Clarification: Just wanted to add that I found out Finnerty's father is the high-powered head of a very large hedge fund, and has served in many high-profile investment positions, so I will let you draw your own conclusions about the level of his privilege--which, of course, remains completely irrelevant to the case. But the majority of the Duke lacrosse players, as stated by the Review Committee, are middle-class.
4. The Blue Devil lacrosse team was ranked No. 2 in the nation when Duke President Richard Brodhead cancelled the season and pushed Coach Mike Pressler into resignation.

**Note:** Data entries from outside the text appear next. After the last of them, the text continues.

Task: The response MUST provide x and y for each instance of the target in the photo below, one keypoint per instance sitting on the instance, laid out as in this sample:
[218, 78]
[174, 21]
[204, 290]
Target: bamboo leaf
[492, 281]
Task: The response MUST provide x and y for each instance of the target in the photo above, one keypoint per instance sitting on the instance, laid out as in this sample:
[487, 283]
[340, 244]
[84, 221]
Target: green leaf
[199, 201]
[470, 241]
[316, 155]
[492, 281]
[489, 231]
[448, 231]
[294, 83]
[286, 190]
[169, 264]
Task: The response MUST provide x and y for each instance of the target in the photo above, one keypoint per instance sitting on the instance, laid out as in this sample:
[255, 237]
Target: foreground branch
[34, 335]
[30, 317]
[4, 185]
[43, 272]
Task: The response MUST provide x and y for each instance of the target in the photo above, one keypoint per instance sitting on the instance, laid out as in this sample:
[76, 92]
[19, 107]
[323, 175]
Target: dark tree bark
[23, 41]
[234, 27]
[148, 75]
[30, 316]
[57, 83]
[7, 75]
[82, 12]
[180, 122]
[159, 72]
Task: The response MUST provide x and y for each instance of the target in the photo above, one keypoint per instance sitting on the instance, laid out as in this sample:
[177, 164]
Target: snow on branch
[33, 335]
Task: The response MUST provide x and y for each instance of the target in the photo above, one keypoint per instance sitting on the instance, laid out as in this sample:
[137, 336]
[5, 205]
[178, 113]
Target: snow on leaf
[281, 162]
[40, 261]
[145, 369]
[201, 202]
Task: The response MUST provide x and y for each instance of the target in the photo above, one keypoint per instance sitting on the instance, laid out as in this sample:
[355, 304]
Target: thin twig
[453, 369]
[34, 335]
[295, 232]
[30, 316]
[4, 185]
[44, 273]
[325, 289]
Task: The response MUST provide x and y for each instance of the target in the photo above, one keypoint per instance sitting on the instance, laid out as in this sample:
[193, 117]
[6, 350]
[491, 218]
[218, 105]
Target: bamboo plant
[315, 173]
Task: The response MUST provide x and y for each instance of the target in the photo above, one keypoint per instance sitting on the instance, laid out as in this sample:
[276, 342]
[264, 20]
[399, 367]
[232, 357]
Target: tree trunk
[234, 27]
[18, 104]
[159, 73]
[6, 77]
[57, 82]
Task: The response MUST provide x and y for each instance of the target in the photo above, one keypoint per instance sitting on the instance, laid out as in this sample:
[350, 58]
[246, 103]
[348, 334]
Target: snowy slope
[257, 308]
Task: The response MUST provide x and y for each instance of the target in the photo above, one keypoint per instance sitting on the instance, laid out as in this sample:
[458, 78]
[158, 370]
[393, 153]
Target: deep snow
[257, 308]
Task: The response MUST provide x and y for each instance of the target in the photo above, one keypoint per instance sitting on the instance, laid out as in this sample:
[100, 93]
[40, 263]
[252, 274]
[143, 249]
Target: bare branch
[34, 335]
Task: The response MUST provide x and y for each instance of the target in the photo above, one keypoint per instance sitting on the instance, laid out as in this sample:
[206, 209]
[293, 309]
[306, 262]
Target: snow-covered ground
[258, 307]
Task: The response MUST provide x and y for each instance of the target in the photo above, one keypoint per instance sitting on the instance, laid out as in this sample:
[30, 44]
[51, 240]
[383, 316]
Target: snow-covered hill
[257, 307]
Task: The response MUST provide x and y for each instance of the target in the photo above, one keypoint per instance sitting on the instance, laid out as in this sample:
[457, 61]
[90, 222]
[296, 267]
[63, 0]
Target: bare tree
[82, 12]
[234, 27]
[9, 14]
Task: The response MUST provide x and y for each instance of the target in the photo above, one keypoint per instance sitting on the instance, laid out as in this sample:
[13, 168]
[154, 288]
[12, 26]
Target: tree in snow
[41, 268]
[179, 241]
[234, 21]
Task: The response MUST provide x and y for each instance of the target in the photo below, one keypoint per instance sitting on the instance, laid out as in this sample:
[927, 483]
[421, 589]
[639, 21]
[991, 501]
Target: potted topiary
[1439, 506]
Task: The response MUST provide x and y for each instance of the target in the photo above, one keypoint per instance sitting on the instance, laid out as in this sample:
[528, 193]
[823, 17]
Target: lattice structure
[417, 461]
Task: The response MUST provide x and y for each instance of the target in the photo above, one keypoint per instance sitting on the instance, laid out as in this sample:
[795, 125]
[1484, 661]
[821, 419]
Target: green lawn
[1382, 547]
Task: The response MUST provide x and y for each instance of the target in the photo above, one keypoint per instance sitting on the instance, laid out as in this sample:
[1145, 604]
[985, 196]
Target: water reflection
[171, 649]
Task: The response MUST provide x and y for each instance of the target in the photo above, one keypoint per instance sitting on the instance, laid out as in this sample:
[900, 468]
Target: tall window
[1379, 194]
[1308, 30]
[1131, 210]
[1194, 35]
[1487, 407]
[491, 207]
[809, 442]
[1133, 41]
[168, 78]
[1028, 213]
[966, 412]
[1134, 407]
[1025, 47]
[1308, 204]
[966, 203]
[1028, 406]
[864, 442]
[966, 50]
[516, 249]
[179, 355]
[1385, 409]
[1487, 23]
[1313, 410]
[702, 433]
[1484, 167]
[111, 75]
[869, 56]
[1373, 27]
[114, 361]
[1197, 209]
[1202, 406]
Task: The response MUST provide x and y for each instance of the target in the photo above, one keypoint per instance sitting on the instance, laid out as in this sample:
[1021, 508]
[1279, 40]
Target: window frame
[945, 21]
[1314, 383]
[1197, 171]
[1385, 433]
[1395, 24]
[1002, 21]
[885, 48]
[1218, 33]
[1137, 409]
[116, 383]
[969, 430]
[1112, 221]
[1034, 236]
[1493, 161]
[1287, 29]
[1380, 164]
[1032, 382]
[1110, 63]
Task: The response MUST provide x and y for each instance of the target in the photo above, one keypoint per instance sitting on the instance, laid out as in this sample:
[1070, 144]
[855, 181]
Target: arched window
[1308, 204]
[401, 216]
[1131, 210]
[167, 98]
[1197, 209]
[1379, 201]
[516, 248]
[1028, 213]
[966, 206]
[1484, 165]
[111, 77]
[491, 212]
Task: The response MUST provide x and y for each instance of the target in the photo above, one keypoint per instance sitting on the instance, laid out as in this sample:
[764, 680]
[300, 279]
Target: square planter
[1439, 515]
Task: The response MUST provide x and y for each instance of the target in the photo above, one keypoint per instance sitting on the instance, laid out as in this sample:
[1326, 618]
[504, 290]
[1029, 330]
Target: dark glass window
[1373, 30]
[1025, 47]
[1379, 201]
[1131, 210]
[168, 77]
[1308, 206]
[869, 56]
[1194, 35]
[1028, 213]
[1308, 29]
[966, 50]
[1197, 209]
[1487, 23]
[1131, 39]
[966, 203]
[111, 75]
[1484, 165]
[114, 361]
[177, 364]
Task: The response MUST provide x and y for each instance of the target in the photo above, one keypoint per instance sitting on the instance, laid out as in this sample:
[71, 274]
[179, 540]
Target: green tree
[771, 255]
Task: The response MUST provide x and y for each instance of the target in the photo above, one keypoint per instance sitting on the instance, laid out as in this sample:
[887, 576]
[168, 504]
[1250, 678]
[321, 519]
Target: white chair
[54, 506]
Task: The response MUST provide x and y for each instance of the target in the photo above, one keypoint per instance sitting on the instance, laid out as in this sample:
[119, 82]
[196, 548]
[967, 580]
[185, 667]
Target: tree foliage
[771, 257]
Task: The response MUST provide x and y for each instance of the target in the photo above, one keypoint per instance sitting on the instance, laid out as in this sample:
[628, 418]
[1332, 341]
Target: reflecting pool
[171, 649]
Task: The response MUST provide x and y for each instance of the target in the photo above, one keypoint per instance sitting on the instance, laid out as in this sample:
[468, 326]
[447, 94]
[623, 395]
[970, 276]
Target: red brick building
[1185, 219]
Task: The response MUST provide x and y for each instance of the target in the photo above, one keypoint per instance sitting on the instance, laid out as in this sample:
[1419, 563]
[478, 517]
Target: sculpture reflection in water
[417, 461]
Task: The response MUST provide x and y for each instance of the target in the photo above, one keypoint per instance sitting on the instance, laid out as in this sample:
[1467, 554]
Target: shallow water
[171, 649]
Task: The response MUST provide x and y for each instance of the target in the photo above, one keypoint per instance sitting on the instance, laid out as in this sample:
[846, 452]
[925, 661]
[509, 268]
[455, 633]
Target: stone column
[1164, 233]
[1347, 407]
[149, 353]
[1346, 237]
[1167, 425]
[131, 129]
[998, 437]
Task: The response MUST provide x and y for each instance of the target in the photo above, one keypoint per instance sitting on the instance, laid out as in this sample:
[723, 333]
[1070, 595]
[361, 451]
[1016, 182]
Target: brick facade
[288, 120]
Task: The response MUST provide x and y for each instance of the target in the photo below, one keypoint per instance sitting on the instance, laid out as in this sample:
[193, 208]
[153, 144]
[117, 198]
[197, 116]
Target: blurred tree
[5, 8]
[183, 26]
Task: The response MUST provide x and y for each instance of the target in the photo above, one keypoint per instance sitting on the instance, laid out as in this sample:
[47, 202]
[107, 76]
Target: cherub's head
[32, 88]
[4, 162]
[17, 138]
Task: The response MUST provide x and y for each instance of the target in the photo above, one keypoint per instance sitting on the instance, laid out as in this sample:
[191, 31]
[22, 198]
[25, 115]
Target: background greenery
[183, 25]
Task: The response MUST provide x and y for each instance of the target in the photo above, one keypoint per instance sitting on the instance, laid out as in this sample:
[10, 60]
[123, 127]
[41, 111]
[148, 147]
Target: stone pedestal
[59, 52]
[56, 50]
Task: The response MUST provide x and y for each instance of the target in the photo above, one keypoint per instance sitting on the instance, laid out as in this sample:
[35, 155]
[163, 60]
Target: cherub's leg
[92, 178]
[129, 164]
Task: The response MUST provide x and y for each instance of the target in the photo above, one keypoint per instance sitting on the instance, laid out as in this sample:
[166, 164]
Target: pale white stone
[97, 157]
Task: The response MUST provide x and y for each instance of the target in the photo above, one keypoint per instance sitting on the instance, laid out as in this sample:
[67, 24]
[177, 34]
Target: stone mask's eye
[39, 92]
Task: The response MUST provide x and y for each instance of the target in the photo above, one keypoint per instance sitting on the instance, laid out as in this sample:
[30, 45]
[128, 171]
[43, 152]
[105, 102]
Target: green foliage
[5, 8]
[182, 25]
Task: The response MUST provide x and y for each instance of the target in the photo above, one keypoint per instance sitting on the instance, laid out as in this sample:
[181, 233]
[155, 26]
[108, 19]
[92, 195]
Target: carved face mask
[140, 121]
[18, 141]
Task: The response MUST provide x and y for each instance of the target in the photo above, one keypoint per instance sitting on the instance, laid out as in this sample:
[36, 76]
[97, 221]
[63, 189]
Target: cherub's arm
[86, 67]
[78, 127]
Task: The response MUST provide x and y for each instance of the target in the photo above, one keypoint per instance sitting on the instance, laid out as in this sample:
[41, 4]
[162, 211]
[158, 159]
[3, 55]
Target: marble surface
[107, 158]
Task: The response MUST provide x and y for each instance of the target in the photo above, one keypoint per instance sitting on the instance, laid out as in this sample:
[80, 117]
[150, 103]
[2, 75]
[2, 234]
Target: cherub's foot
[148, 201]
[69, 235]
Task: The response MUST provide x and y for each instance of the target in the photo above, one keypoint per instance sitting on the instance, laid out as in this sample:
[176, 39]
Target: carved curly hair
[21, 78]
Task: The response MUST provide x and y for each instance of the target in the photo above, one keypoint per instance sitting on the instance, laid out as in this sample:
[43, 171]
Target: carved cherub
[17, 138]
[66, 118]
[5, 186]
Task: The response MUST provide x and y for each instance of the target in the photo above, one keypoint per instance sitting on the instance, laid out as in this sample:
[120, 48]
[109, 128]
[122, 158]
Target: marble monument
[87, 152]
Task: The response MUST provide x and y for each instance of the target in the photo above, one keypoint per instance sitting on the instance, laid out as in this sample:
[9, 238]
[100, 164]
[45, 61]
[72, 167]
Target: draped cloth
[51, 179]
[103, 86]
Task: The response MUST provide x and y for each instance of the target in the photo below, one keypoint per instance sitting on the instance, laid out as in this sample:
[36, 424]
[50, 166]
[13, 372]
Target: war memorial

A lot of people discount this particular injustice of the Duke lacrosse case, but these guys had a very decent shot at a Division I NCAA lacrosse championship last year. Their season was cancelled before any charges were even brought. Even if the three guys eventually charged were guilty, which it appears almost entirely certain they are not, the whole team lost its chance at a season because Brodhead couldn’t stand up to the P.C. bum rush that convicted the whole team when an investigation had barely started.
All 47 men on the team—many of whom weren’t even at the party where the alleged attack occurred—had worked their entire lives to earn a spot in a national championship contending program. It is no small thing to play on a team like that. That’s years of fall ball seasons, three-hour practices, backyard training sessions, weight-lifting, parental support and money spent, all gone in a fizzle at the whim of a spineless college president.
Luckily, the Ad Hoc Review Committee decided the program didn’t have to go for good, but that was only after the team had lost its season, its coach, and most of its recruits in the wake of the rape case.
5. Duke lacrosse players become things—good things, even—after college.
From the Committee Report:
Alumni of the program apparently contribute to the community after college. 13 We received letters of support for the team from two recently graduated former players who are presently serving in Iraq. A remarkable number of alumni are volunteer coaches for their local lacrosse teams. Many are employed in prestigious positions in business, law, and medicine. 14 As evidenced by their support of the current team, alumni of the lacrosse program and their families are fiercely loyal to each other, to the lacrosse program, and to Duke.
Lacrosse players volunteer in schools around Durham during their tenures at Duke, and coach local teams after college. The “clannish” camaraderie of the Duke team, which mainstream media reports so bemoaned when this story broke, means they’re often inclined to give back to the sport and the communities that gave to them.
Many of them are privileged kids from well-to-do families, but they’re also hard-working, good kids from good families.
By all accounts, the lacrosse players are a cohesive, hard working, disciplined, and respectful athletic team. Their behavior on trips is described as exemplary. Players clean the team bus before disembarking. Airline personnel have complimented them for their behavior. They observe curfews. They obey the team's no alcohol rule before games. 11 They are respectful of people who serve the team, including bus drivers, airline personnel, trainers, the equipment manager, the team manager, and the groundskeeper.
So, there are just a few things you probably didn’t know about the Duke lacrosse team. They’re not a perfect bunch of guys, but they’re a very, very far cry from the monsters they’ve been made out to be. And, since the mainstream media has had little interest in telling you any of the good things about them for balance, I thought I’d tell you.